Sécurité des lampes électriques : la Commission a été informée à plusieurs reprises par différents états de la dangerosité de certaines lampes électriques portatives : des enfants les prenant pour des jouets, ont reçu des chocs électriques en les manipulant. Ces accidents sont à l'origine d'un avis récent de la Commission .Il clarifie les exigences européennes de sécurité électrique relatives à certaines lampes portatives qui ne sont pas vendues ou conçues pour être utilisées comme des jouets mais que les enfants pourraient utiliser par erreur ou confondre avec des jouets. Il prescrit de procéder à une évaluation des risques potentiel de ces lampes et fait obligation aux fabricants de prendre des dispositions techniques pour empêcher cette éventualité (publication de l'avis au JOCE C112, 2002)

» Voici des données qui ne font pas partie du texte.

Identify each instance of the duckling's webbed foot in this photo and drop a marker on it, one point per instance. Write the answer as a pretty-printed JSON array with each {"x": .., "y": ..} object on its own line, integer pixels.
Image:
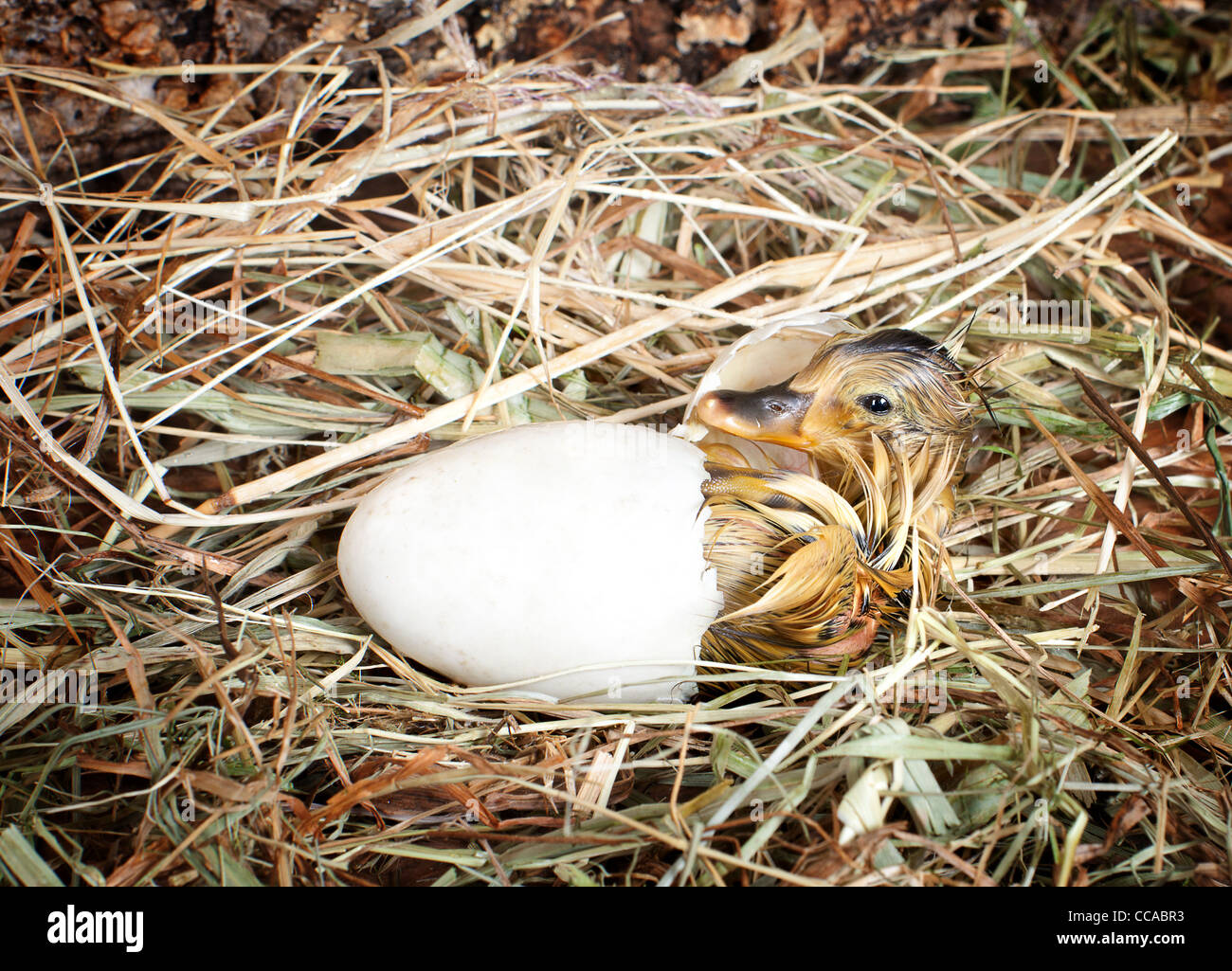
[{"x": 746, "y": 486}]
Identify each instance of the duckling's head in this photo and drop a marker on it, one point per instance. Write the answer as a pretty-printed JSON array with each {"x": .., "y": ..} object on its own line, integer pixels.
[{"x": 895, "y": 385}]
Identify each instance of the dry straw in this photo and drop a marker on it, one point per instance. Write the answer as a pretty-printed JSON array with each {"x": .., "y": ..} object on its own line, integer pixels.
[{"x": 534, "y": 244}]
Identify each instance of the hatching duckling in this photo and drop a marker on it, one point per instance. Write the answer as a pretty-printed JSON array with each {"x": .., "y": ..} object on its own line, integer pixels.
[{"x": 811, "y": 566}]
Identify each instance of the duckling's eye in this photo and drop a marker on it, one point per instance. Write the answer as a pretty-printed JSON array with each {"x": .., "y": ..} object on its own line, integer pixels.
[{"x": 876, "y": 403}]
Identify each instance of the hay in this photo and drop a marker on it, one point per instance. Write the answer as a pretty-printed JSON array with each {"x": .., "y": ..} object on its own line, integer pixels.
[{"x": 545, "y": 244}]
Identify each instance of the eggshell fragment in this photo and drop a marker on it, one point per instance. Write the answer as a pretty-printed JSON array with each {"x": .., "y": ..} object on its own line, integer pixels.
[{"x": 537, "y": 549}]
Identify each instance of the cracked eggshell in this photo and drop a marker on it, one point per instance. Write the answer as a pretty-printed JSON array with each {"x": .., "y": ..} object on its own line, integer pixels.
[
  {"x": 538, "y": 549},
  {"x": 767, "y": 355}
]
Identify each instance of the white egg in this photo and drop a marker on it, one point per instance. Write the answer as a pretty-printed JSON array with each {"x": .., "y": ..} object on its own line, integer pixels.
[{"x": 537, "y": 551}]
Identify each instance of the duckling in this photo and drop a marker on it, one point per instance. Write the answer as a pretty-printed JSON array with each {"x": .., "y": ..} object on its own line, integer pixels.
[{"x": 809, "y": 566}]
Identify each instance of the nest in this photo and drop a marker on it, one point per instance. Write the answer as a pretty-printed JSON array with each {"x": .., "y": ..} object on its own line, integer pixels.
[{"x": 208, "y": 353}]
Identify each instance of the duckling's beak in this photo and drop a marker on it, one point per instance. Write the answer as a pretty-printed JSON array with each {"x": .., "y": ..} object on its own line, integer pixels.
[{"x": 774, "y": 414}]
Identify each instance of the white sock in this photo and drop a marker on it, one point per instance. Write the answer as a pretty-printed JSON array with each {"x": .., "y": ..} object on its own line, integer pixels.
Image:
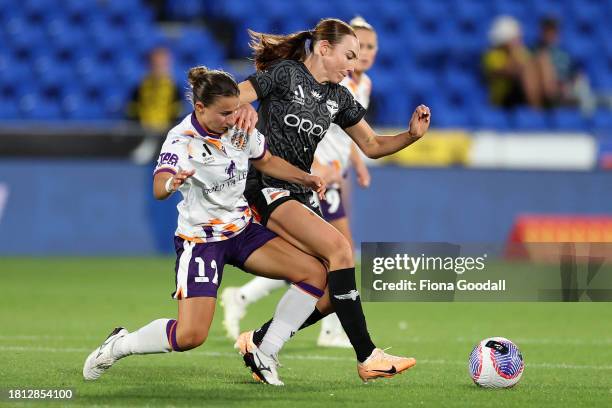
[
  {"x": 258, "y": 288},
  {"x": 291, "y": 312},
  {"x": 331, "y": 324},
  {"x": 149, "y": 339}
]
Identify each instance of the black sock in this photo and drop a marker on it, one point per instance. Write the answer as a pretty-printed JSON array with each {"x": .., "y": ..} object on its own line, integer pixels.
[
  {"x": 259, "y": 334},
  {"x": 347, "y": 304}
]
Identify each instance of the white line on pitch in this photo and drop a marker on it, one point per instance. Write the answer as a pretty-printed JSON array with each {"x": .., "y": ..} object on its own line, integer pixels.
[
  {"x": 519, "y": 341},
  {"x": 308, "y": 357}
]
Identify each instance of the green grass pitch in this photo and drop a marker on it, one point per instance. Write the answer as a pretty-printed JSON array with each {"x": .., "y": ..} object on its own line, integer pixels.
[{"x": 54, "y": 311}]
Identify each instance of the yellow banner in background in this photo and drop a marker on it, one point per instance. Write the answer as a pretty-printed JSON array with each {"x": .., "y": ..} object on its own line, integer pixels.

Protection de la vie privée sur les réseaux : le 6 novembre 2001, un amendement visant à réguler le courrier électronique abusif (le " spam " ) avait été rejeté au Parlement Européen à l'occasion de la discussion d'une proposition de directive sur la protection des données dans le domaine des communications électroniques. Le désaccord était total entre partisans de l'opt-in (un accord préalable est nécessaire avant de commencer l'envoi) et tenants de l'opt-out (toute entreprise peut envoyer ses messages sans accord préalable des destinataires à condition que ceux-ci puissent faire cesser les envois suivants par retour d'e mail).Dans cette lutte qui opposait aussi lobby des entreprises et lobby des consommateurs, ce dernier semble avoir marqué des points puisque la directive finalement adoptée par le Parlement et qui devrait l'être bientôt au Conseil consacre l'approche " opt-in " . Celle-ci concernera également les messages SMS et autres messages électroniques envoyés à des terminaux fixes et mobiles. En revanche, la protection est moins avancée en ce qui concerne les dispositifs de repérage invisibles tels que les cookies, qui permettent de récolter des informations au sujet des utilisateurs de l'internet. Ces derniers pourront être utilisés dans la mesure où l'utilisateur a été correctement informé des objectifs poursuivis. L'utilisateur devrait par ailleurs avoir la possibilité de bloquer ces dispositifs. Enfin, " last but not least ", des dispositions visant à lever la protection des données afin de mener des enquêtes criminelles ou de sauvegarder la sécurité nationale ou publique ont été vivement critiquées par le rapporteur du texte au Parlement, M.Marco Capatto qui en a souligné le caractère " massivement " restrictif des libertés civiles. Sont notamment en cause les dispositions relatives concernant la rétention de données (interceptions légales des communications électroniques).Cette proposition de directive devrait être bientôt adoptée par le Conseil et entrer en vigueur fin 2003 (communiqué du 30/05/2002 ; rapport du député européen M.Marco Cappatto, Doc.: A5-0130/2001)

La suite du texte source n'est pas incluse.